Si "le management est méfiant au départ sur l'intérêt de solliciter
l'expression directe et collective des salariés, les entreprises qui s'y sont
essayées ces dernières années ont constaté que c'est un levier formidable
qui se traduit par un engagement des collaborateurs", affirme Claude-
Emmanuel Triomphe, délégué général d'Astrees, spécialiste des
restructurations d'entreprise.
Anne Rodier
Cinq finalistes pour l'édition 2013 du Trophée du
capital humain
L'intégralité des résultats de l'enquête sur le regard des salariés sur le
management de leur entreprise sera publiée mardi 25 juin, lors de la
remise du Trophée du capital humain.
Cet événement a été créé en 2009 par le cabinet de conseil en
recrutement Michael Page en partenariat avec Le Monde, afin de
saluer de bonnes initiatives des grandes entreprises.

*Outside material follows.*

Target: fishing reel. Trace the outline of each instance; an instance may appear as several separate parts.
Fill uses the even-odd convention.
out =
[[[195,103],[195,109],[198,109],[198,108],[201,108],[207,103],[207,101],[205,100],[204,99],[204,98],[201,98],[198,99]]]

Il ne s'agit pas pour autant d'établir un classement de la vertu dans le
monde du travail, mais d'encourager les bonnes pratiques de
management.
CASINO, ESSILOR, PERNOD RICARD, SCHNEIDER ELECTRIC ET
TOTAL
Le Trophée, organisé par le cabinet de conseils Misceo, récompense
quatre critères: l'engagement du management; l'originalité des
dispositifs mis en place; leur impact sur les salariés de l'entreprise et
enfin la cohérence de la politique conduite avec la stratégie de
l'entreprise.
Pour cette cinquième édition 2013, les cinq finalistes sont: Casino,
Essilor, Pernod Ricard, Schneider Electric et Total. Leurs candidatures
concernent, dans l'ordre, la politique d'embauche et d'intégration; la
formation comme outil de transformation de l'entreprise; l'affichage
des valeurs au modèle de management; l'agilité de l'entreprise en
termes d'innovation et d'organisation; et enfin les relations sociales
dans le cadre du développement international.
Le nom du lauréat 2013 sera révélé lors de la cérémonie de remise du
Trophée le 25 juin.
Les précédents lauréats ont été Air Liquide en 2012, la Compagnie
Saint-Gobain en 2011, le Groupe L'Oréal en 2010 et Vinci en 2009.